The pullback surrendered some of the strong gains that government debt achieved Monday, after Federal Reserve chief Ben Bernanke highlighted challenges facing the fledgling U.S. economic economy and reassured investors that interest rates would remain low for some time.
Yields on 10-year notes (UST10Y 3.36, +0.03, +0.96%) increased 2 basis points to 3.36%, after having closed on Monday at the lowest seen since Oct. 13.
Yields on 2-year notes (UST2YR 0.77, +0.01, +0.92%) , which had touched the lowest since January on Monday, were little changed at 0.77%.
A basis point is one one-hundredth of a percentage point. Bond prices move inversely to their yields.
"We shattered our ranges yesterday," said bond strategists at RBS Securities. "The panic buying that pushed 2-year yields to these levels in late 2008 doesn't seem to be present now, but that hasn't diminished investor enthusiasm for the debt.
"Of course, the Fed's dovishness is a large part of the answer," they told clients.
Treasurys briefly pared the decline after a Fed report showed the output of the nation's factories, mines and utilities rose 0.1% in October, less than expected in a survey of economists by MarketWatch. Capacity utilization, a gauge of slack in the economy, nudged up to 70.7% last month from 70.5% in September. See more on the Fed's latest report on industrial production.
"Overall, a more modest read on production than expected," said strategists at CRT Capital Group. Still, they noted that "the bond bullish implications are limited."
Treasurys had spiked early in the trading session before settling back into the small decline, playing off a government report on inflation.
U.S. producer prices rose 0.3% last month, less than forecast, while prices excluding food and energy unexpectedly dropped by the most in three years.
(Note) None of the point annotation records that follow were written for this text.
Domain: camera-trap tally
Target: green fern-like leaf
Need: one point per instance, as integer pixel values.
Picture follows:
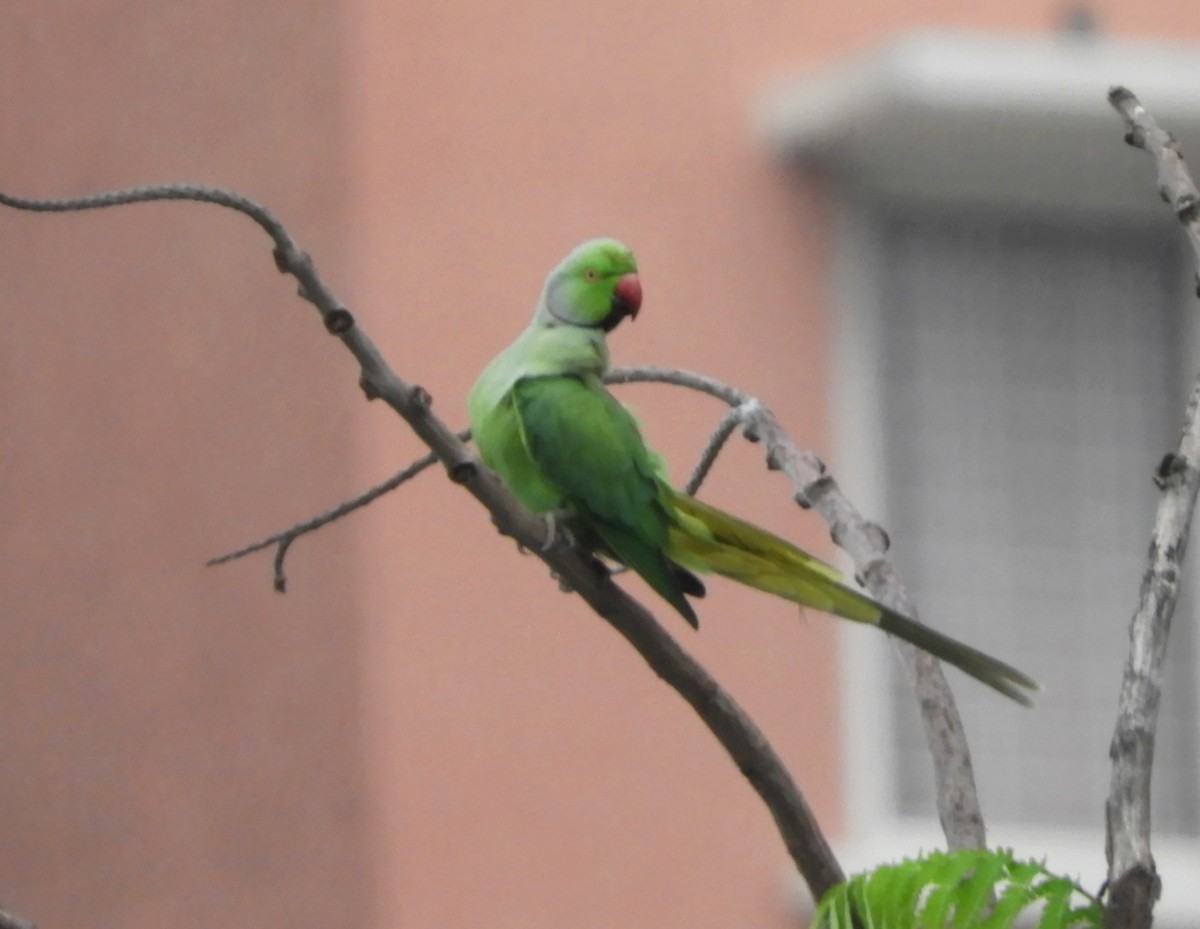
(975, 888)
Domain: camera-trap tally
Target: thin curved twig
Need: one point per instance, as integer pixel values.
(1133, 882)
(283, 539)
(958, 799)
(720, 713)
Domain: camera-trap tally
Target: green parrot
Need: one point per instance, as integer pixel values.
(544, 420)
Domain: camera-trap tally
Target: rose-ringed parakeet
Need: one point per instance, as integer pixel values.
(543, 419)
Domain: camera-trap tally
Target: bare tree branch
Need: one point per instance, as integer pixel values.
(958, 801)
(1133, 882)
(282, 540)
(727, 721)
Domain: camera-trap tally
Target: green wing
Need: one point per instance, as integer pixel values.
(588, 447)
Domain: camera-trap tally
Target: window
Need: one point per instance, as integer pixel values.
(1014, 353)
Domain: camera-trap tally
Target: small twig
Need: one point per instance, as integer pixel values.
(283, 539)
(1133, 882)
(729, 723)
(738, 415)
(958, 801)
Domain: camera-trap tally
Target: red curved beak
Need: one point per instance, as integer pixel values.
(629, 294)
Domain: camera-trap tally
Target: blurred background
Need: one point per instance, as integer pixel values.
(912, 229)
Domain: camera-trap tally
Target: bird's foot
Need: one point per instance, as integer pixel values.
(557, 526)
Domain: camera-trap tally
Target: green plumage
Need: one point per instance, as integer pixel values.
(544, 420)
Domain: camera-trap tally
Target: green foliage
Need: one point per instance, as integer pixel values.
(975, 888)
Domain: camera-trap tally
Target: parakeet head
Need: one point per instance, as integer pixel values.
(594, 287)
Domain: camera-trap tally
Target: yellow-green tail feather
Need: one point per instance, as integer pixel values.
(705, 539)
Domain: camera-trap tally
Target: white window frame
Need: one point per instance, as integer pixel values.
(874, 831)
(973, 121)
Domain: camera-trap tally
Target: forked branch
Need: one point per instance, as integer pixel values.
(727, 721)
(1133, 881)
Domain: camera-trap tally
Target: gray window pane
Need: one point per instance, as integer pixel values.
(1031, 383)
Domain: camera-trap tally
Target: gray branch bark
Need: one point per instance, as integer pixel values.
(727, 721)
(1133, 881)
(958, 801)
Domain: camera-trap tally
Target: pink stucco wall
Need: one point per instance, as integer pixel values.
(424, 732)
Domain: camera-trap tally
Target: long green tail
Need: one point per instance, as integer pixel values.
(707, 539)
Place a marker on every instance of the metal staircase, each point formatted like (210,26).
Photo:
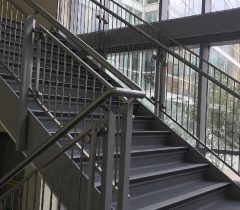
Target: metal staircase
(89,143)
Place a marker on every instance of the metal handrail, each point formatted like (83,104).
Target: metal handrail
(159,44)
(177,43)
(76,40)
(64,149)
(73,122)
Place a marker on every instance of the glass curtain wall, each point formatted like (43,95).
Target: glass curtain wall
(147,10)
(183,8)
(219,5)
(223,119)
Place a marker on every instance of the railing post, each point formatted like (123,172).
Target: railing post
(26,80)
(107,165)
(160,83)
(92,160)
(125,155)
(202,95)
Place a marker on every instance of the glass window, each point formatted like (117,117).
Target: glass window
(151,16)
(218,5)
(183,8)
(227,58)
(151,1)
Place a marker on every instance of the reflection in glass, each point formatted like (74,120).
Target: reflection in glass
(218,5)
(183,8)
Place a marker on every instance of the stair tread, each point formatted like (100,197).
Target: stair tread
(223,205)
(175,195)
(163,169)
(148,132)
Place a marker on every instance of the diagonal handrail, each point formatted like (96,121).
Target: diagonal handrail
(76,40)
(63,130)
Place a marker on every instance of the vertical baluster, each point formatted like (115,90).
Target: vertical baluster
(44,69)
(43,189)
(60,183)
(51,185)
(5,35)
(178,75)
(125,155)
(189,95)
(81,174)
(58,73)
(35,190)
(50,80)
(91,171)
(10,50)
(63,89)
(172,84)
(70,178)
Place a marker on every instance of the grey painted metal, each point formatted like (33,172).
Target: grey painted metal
(26,78)
(202,96)
(38,65)
(164,9)
(91,172)
(83,45)
(158,81)
(62,132)
(107,165)
(163,78)
(165,48)
(44,30)
(125,156)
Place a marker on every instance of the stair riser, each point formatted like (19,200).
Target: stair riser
(205,201)
(155,159)
(150,139)
(166,182)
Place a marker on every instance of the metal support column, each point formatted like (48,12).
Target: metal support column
(26,79)
(157,83)
(92,160)
(202,95)
(125,155)
(107,166)
(164,10)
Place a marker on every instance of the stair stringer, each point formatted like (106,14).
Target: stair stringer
(213,172)
(37,135)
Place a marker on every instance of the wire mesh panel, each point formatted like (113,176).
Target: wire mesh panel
(11,37)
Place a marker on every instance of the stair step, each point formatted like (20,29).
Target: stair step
(142,174)
(172,197)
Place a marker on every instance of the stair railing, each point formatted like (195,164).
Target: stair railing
(60,80)
(156,33)
(181,88)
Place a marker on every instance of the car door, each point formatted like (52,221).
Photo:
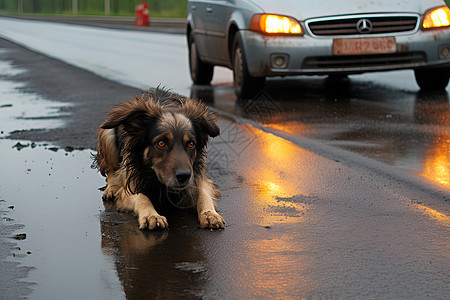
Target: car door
(210,18)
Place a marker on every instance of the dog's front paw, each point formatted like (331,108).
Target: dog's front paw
(211,219)
(108,194)
(152,222)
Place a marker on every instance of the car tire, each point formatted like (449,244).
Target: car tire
(432,79)
(245,85)
(201,72)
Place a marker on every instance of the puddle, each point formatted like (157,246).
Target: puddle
(19,111)
(55,194)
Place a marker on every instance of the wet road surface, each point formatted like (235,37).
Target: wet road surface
(305,217)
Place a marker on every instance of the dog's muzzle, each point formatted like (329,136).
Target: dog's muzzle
(183,178)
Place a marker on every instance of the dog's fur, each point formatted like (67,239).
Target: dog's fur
(152,151)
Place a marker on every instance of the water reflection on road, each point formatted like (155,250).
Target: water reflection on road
(405,129)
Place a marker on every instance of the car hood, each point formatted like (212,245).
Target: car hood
(303,9)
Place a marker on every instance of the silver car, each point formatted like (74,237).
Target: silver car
(260,38)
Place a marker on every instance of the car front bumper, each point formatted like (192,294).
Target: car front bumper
(308,55)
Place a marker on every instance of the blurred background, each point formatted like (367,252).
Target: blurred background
(158,8)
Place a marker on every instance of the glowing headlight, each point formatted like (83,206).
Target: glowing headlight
(275,24)
(437,17)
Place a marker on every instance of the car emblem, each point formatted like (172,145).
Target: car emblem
(364,26)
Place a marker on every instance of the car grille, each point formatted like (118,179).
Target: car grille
(348,26)
(354,63)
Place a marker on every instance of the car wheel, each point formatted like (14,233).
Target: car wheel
(245,85)
(432,79)
(201,72)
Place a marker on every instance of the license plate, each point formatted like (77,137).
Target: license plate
(364,46)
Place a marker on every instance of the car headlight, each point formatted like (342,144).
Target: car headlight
(275,24)
(437,17)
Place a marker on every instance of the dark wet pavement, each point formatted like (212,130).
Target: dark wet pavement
(305,217)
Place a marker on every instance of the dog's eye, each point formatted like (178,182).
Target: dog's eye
(191,144)
(161,144)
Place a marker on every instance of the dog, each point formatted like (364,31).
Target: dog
(152,151)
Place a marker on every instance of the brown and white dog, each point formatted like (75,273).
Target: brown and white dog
(152,150)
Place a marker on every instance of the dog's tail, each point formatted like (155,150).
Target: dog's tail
(107,158)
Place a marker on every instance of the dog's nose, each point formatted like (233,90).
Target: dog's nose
(183,176)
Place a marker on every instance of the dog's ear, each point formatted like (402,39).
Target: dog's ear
(209,123)
(131,114)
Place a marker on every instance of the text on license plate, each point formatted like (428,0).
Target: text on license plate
(364,46)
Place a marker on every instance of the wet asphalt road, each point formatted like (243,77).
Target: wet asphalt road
(306,218)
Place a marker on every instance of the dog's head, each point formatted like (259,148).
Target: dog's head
(164,134)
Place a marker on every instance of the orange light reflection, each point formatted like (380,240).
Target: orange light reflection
(437,161)
(273,181)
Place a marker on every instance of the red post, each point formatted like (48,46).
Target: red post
(142,16)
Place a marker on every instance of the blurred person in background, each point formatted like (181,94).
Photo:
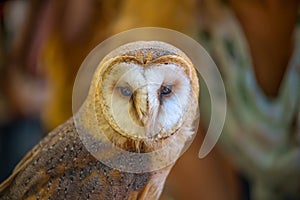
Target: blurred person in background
(22,88)
(255,44)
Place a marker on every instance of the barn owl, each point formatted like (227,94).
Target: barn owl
(136,121)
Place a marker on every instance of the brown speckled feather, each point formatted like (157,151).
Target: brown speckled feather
(60,167)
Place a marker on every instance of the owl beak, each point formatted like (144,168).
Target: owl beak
(141,105)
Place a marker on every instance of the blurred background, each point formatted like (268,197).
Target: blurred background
(43,43)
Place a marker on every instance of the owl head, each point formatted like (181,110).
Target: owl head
(144,96)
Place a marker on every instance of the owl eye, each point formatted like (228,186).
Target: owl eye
(165,90)
(125,91)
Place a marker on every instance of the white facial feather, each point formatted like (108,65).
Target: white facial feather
(165,112)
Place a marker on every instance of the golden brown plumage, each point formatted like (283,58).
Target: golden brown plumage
(71,162)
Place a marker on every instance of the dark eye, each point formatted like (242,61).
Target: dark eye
(125,91)
(164,90)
See more on U.S. wholesale-level inflation for October.
Signals of benign inflation are considered good for bonds because inflation erodes the value of fixed-income payments.
U.S. debt took little direction from a Treasury Department report showing net foreign purchases of long-term securities increased, reaching $40.7 billion in September from $34.2 billion in August.
Later in the session, an index on U.S. home builders' confidence is expected to show slight improvement.
"The best that can be said is that this index has put in a bottom and is at least stabilizing near that bottom," said T.J. Marta, founder and chief strategist at Marta on the Markets, in a note.